Sí, tal vez ya fuera hora. La gente de su khalasar había agradecido la oportunidad de recuperarse de las penurias padecidas en el desierto rojo, pero ya estaban descansados y con carne sobre los huesos, y empezaban a mostrarse rebeldes. Los dothrakis no estaban acostumbrados a quedarse mucho tiempo en el mismo sitio. Eran un pueblo guerrero, no sabían vivir en las ciudades. Tal vez se había demorado más de lo debido en Qarth, seducida por sus bellezas y comodidades. Empezaba a comprender que era una ciudad que siempre prometía más de lo que daba, y desde que la Casa de los Eternos se había derrumbado entre humo y llamas, sentía que ya no era bienvenida allí. De la noche a la mañana, los qarthianos habían recordado que los dragones eran peligrosos. Dejaron de competir entre ellos para llevarle regalos. Y de pronto la Hermandad de la Turmalina había pedido en público su expulsión, y el Antiguo Gremio de Especieros su muerte. Xaro había tenido que esforzarse al máximo para evitar que los Trece se unieran a ellos.

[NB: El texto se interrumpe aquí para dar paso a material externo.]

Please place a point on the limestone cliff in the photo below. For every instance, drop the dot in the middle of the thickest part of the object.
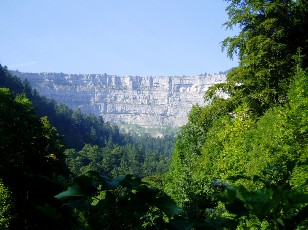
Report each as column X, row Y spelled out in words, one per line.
column 145, row 101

«Pero ¿adónde puedo ir?» Ser Jorah proponía que siguieran avanzando hacia el este, para alejarse de sus enemigos de los Siete Reinos. Sus jinetes de sangre habrían preferido regresar a su gran mar de hierba, aunque aquello implicara enfrentarse de nuevo al desierto rojo. La propia Dany había valorado la idea de asentarse en Vaes Tolorro hasta que sus dragones crecieran y se hicieran fuertes. Pero tenía el corazón lleno de dudas. Ninguna de las opciones le parecía perfecta… y aunque pudiera decidir hacia dónde debían ir, aún faltaba saber cómo irían.

Xaro Xhoan Daxos no la ayudaría, eso lo sabía demasiado bien. Pese a todas sus promesas de amor, actuaba en su propio beneficio, igual que Pyat Pree. La noche en que le pidió que se marchara, Dany le había rogado un último favor.

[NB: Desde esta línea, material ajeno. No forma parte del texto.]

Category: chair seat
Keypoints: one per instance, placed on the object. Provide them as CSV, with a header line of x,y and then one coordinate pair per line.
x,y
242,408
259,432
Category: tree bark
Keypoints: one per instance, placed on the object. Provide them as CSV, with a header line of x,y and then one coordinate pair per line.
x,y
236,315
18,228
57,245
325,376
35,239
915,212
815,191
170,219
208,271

—Un ejército, ¿verdad? —preguntó Xaro—. ¿Un cubo de oro? ¿Tal vez un galeón?

—Un barco, sí. —Dany se sonrojó. Detestaba tener que suplicar.

—Soy un comerciante, khaleesi. —Los ojos de Xaro brillaron tanto como las joyas con que se adornaba la nariz—. Así que, en vez de hablar de dar, tendríamos que hablar de comerciar. A cambio de uno de vuestros dragones os daré los diez mejores barcos de mi flota. Sólo tenéis que pronunciar una palabra, una dulce palabra.

—No —dijo ella.

—Qué desgracia —sollozó Xaro—, no me refería a esa palabra.

—¿Pediríais a una madre que vendiera a uno de sus hijos?

—No veo por qué no. Siempre pueden tener más. Las madres venden a sus hijos constantemente.

—La Madre de Dragones no.

—¿Ni siquiera a cambio de veinte barcos?

—Ni siquiera a cambio de cien.

—No tengo cien barcos. —Las comisuras de la boca de Xaro se torcieron hacia abajo—. Pero vos tenéis tres dragones. Dadme uno como pago por todas mis atenciones. Seguiréis teniendo dos, y además treinta barcos.

Treinta barcos bastarían para llevar un pequeño ejército hasta las orillas de Poniente. «Pero no tengo un pequeño ejército.»

—¿Cuántos barcos poseéis, Xaro?

—Ochenta y tres, sin contar con mi barcaza de paseo.

—¿Y vuestros colegas de los Trece?

—Entre todos, tal vez un millar.

—¿Y los Especieros? ¿Y la Hermandad de la Turmalina?

—Sus flotas son insignificantes, no cuentan.

—Decídmelo de todos modos —pidió.

—Los Especieros, mil doscientos o mil trescientos. La Hermandad no tendrá más allá de ochocientos.

—¿Y los asshai’i, los braavosi, los hombres de las Islas del Verano, los ibbeneses y todos los demás pueblos que navegan por el gran mar de sal, cuántos barcos poseen? Entre todos.